Part 6: "Level sampling" with mipmaps for texture mapping


In this part of the project, we decided to implement level sampling with mipmaps for texture mapping. Sometimes a pixel may end up covering an area that is either much larger or smaller than a single texel. Instead of using other computationally intensive methods to account for this issue, we use mipmaps in order to allocate pixels to different sized versions of the same texture. To begin level sampling we must first begin by taking an observed pixel point (x,y) and calculating its barycentric coordinates in order to map it onto its corresponding texture coordinates (u,v). Then we must also calculate the barycentric coordinates of (x+1,y) and (x,y+1) and map those points to their corresponding texture coordinates. By finding the differences between our three calculated texture coordinates, we will get our du/dx, dv/dx, du/dy, and dv/dy values that will then allow us to solve for what mipmap level D would be most appropriate for these sets of texture coordinates:


Mipmap Level Equation

The problem here is that our calculated mipmap level may not always be an integer, it may be a number in between. And here is when our three different level sampling methods begin to differ. For zero-th level mipmap sampling, we just use the exact same process as that of part 5 and use the original texture size in order to interpolate and find the corresponding color using the correct pixel sampling method. For nearest level sampling, we use the nearest appropriate mipmap level, scale up our (u,v) coordinates to the corresponding mipmap level height and width, and pass those points to our pixel sampling methods in order to get the correct resulting color. For bilinear level sampling, we do the exact same thing as with nearest level sampling but instead of returning one color, we calculate the colors from both the rounded up and rounded down mipmap levels and then linearly interpolate these colors to get the resulting average color which we then return based on our pixel sampling method. This interpolation between levels makes the transition of mipmap levels smoother. And trilinear sampling is when we use bilinear level sampling alongside bilinear pixel sampling. Below are images comparing the quality between different level and pixel sampling methods. These images can be produced inside svg/texmap/mytest.svg:


L_ZERO and P_NEAREST
L_ZERO and P_LINEAR

L_NEAREST and P_NEAREST
L_NEAREST and P_LINEAR


Let us look at the tradeoffs between zero level sampling, nearest level sampling, and bilinear level sampling in terms of speed.

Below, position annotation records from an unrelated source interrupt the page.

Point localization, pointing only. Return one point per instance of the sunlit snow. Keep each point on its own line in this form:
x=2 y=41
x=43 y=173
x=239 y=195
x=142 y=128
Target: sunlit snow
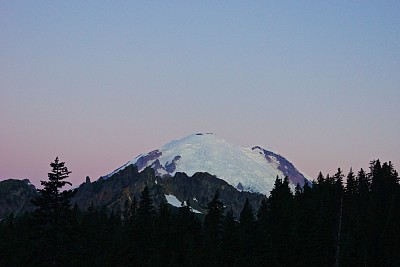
x=209 y=153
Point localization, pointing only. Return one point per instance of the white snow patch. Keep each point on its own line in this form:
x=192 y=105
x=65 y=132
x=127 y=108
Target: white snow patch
x=209 y=153
x=172 y=200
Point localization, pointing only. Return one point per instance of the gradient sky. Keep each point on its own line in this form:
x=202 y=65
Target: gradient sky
x=98 y=82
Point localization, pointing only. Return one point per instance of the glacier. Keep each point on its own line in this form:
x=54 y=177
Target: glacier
x=249 y=169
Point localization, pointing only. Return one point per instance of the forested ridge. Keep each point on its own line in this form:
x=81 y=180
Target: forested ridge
x=348 y=219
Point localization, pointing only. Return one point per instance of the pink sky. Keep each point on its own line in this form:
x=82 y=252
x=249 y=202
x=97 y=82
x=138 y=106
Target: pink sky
x=98 y=84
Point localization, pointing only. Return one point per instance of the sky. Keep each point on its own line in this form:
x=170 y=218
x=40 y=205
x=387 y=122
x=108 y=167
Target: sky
x=98 y=82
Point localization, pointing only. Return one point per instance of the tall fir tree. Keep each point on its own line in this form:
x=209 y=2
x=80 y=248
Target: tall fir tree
x=213 y=231
x=52 y=215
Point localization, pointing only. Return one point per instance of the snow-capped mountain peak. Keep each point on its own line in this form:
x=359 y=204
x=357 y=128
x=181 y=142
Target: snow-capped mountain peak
x=250 y=169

Zero level sampling was the fastest since we only need to compute one set of barycentric coordinates and one pair of (u,v) coordinates for the texture. Nearest level sampling was the second fastest. In nearest level sampling, we need to compute three sets of barycentric coordinates, three pairs of (u,v) coordinates, and we also need to find the nearest level. Bilinear level sampling is the slowest of the three since we have to do everything nearest level sampling does in addition to having to interpolate two different levels in the mipmap to get a corresponding color. This makes bilinear level sampling very computationally expensive. In terms of antialiasing, bilinear level sampling produced the best results which makes sense because in bilinear level sampling, we average colors between two levels of mipmaps which will provide a more natural transition between different pixels. In terms of antialiasing power of pixel sampling methods, nearest-pixel sampling provided slightly worse results to that compared of bilinear pixel sampling. If we ended up using bilinear pixel sampling alongside bilinear level sampling as well, we would be performing trilinear sampling which produced the best results of all combinations but was the most computationally intensive sampling method. While using a sample rate of 1, all three level sampling methods were quick, but as I increased the sampling rates to 16, there was a noticeable difference in speed and memory usage for all three level sampling methods.